Биргоф. Вы забываете, что в нашей стране существует такая организация, как гестапо.
Нойбут. И армейская контрразведка.
Биргоф. Военная контрразведка – довольно аморфный институт.
Нойбут. Вы забываетесь, Биргоф.
Биргоф. Простите, генерал, но партия меня учит правде. Я не намерен лгать даже вам.
Миллер. Вы против того, чтобы операцию курировала армейская контрразведка?
Биргоф. Да. Я убежден, что курировать эту акцию должны гестапо и войска СС.
Нойбут. Гестапо работает в контакте с инженерным ведомством?
Миллер. Да, наши друзья из тайной полиции получают информацию ежедневно и оказывают нам немаловажную помощь.
Нойбут. Как будут охраняться те девять километров, что идут от города к форту?
Миллер. От города к форту пойдет семь каналов с проводами: пять – в качестве маскировки, один канал – связь и один, в бронированном футляре, – канал взрыва.
Нойбут. Разумно, хотя и обидно: страховаться с такой тщательностью, будто речь идет о вражеском тыле, а не о нашем. Что еще?
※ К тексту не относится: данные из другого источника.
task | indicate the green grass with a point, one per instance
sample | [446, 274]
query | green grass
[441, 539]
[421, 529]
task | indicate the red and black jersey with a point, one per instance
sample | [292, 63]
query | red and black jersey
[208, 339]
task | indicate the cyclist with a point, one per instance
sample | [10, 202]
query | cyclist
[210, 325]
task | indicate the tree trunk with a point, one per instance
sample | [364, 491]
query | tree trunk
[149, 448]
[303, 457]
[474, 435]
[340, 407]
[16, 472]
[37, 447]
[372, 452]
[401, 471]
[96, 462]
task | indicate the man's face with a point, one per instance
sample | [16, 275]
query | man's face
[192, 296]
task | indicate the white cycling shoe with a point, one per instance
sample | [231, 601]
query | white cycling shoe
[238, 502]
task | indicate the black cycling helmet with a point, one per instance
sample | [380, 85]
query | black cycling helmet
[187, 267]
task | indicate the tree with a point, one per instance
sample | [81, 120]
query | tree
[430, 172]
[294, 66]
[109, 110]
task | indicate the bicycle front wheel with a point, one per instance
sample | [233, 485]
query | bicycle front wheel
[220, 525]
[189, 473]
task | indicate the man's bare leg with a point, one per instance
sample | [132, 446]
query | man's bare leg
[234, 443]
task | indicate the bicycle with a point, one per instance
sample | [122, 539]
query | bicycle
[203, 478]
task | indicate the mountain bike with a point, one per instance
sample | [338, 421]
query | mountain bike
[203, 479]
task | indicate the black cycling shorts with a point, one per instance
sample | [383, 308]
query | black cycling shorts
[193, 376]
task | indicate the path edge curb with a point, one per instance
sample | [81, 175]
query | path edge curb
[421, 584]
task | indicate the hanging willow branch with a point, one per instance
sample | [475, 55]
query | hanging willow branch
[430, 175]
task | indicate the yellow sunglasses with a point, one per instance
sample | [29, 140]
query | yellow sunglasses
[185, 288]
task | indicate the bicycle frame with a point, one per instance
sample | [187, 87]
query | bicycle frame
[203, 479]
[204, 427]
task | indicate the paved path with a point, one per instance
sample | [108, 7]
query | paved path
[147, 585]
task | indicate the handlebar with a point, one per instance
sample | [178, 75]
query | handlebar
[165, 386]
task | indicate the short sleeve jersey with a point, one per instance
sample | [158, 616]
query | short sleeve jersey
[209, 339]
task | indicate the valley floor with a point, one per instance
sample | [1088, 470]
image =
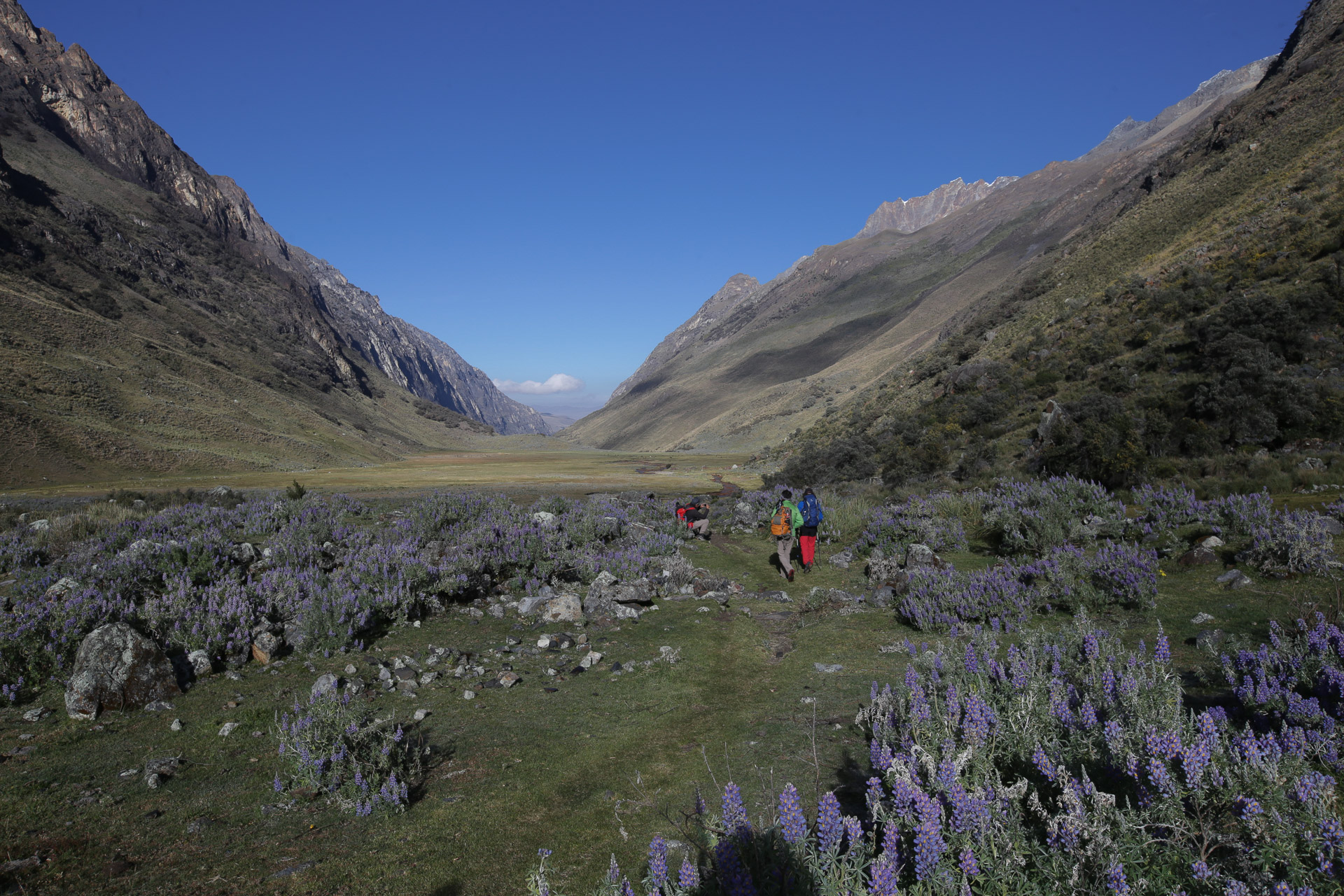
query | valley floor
[588, 766]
Миллер. Вот графическое решение вопроса – схемы, карты, выкладки и один довольно интересный подсчет: на восстановление Кракова, если кто-нибудь рискнет восстанавливать выжженную пустыню, потребуется более ста миллионов долларов.
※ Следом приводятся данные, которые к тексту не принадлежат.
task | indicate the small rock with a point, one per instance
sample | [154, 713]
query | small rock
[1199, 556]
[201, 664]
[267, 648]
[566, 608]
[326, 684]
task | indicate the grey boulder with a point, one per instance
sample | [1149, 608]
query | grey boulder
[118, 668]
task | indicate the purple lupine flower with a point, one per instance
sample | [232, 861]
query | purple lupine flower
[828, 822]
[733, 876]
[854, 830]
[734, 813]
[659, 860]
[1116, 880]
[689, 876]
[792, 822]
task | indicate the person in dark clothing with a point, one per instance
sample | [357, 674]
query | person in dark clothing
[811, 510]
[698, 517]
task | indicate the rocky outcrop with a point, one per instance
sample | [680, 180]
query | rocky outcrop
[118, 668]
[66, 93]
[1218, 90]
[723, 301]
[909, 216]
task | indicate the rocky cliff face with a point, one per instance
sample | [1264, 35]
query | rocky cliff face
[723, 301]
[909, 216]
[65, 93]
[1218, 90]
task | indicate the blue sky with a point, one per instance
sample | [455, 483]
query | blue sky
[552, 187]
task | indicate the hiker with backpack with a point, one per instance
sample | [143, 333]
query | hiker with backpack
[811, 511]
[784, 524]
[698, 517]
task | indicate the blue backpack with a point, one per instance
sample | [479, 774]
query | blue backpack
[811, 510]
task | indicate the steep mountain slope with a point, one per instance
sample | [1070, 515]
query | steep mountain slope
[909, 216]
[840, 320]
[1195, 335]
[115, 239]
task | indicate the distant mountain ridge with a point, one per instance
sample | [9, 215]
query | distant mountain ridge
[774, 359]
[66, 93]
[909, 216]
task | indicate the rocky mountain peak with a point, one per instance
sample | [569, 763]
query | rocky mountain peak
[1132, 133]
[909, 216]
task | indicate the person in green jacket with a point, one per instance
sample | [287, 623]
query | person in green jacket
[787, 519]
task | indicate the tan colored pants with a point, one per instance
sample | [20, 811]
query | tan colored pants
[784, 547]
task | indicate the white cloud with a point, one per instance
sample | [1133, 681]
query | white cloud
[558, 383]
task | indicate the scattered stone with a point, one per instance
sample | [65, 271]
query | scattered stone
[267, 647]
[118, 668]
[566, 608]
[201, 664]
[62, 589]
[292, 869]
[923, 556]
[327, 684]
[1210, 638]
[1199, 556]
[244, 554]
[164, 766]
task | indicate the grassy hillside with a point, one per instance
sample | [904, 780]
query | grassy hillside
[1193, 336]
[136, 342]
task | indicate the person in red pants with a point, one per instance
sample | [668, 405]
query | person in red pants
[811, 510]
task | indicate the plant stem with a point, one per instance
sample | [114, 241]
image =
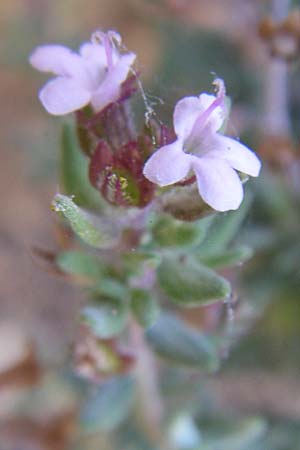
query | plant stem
[147, 377]
[276, 114]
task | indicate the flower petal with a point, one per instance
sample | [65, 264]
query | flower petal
[168, 165]
[237, 155]
[57, 59]
[109, 90]
[63, 95]
[219, 185]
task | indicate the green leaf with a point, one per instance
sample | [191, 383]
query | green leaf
[109, 405]
[74, 178]
[224, 229]
[227, 258]
[188, 283]
[144, 307]
[175, 341]
[169, 232]
[91, 229]
[134, 262]
[107, 318]
[79, 263]
[238, 434]
[111, 288]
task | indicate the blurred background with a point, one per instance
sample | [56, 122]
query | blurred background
[181, 46]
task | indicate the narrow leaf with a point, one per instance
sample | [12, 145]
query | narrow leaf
[89, 228]
[74, 178]
[107, 318]
[188, 283]
[79, 263]
[144, 307]
[227, 258]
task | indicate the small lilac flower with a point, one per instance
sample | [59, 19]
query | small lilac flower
[94, 75]
[199, 147]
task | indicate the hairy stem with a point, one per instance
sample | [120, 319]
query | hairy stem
[276, 114]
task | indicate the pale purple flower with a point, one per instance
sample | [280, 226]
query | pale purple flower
[94, 75]
[200, 148]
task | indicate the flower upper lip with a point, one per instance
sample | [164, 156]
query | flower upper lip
[211, 156]
[94, 75]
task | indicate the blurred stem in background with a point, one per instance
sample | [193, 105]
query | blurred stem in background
[276, 115]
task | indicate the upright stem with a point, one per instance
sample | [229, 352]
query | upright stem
[146, 374]
[152, 410]
[276, 121]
Биргоф. Странно, почему расчеты велись в долларах. Рейхсмарка – не валюта?
Нойбут. Биргоф, вы стараетесь казаться самым верным сыном Германии из всех присутствующих здесь. Право, это смешно. И не очень умно. Человека украшает скромность, юмор и сдержанность. Послушайте совета старого солдата. Пригласите Дорнфельда и Крауха, я хочу пожелать им успеха.
С подлинным верно:
СС бригадефюрер Биргоф.
Эта шифровка пришла к Гиммлеру (а в копии – к Шелленбергу) в тот день, когда Штирлиц получил задание срочно вылететь в Мадрид. Поэтому содержание стенограммы совещания у Нойбута, а также планы и схемы минирования Кракова прошли мимо него и были сразу же переданы в стальные сейфы личного архива Гиммлера.